Component Cost Share
Writable#send prep 125 ns 7 %
io.write (write path) 186 ns 10 %
Mutex#synchronize (ZMTP) 73 ns 4 %
defer_cancel 37 ns 2 %
Queue enq+deq 306 ns 17 %
task.yield / batch 2 ns 0.1 %
Receive path ~1066 ns 59 %

task.yield costs 559 ns per call but fires once per 256-message batch -- effectively free per message. Raising the batch cap would not help.
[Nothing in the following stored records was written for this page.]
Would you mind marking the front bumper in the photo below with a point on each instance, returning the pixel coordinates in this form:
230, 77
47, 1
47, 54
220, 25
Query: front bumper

The receive path dominates because Frame.read_from calls io.peek and io.read_exactly per frame, each acquiring io-stream's internal read mutex. This is the same per-call mutex pattern that the write-side fix addressed, but on the read side it accounts for 59 % of total pipeline cost. Fixing it requires changes to io-stream's read path or a batch-read codec that parses multiple frames from a single buffer -- neither is feasible without upstream cooperation.

Where the ceiling is

Every candidate optimisation from the original roadmap has been investigated. Recv-side batching, YJIT profiling, and io_uring (already active via liburing-dev) either showed no measurable gain or hit upstream limitations. The remaining bottleneck is io-stream's per-call mutex overhead on the read path, which accounts for roughly 60 % of the small-message TCP pipeline. Further gains require either upstream changes to io-stream or a custom batch-read codec that bypasses per-frame mutex acquisition.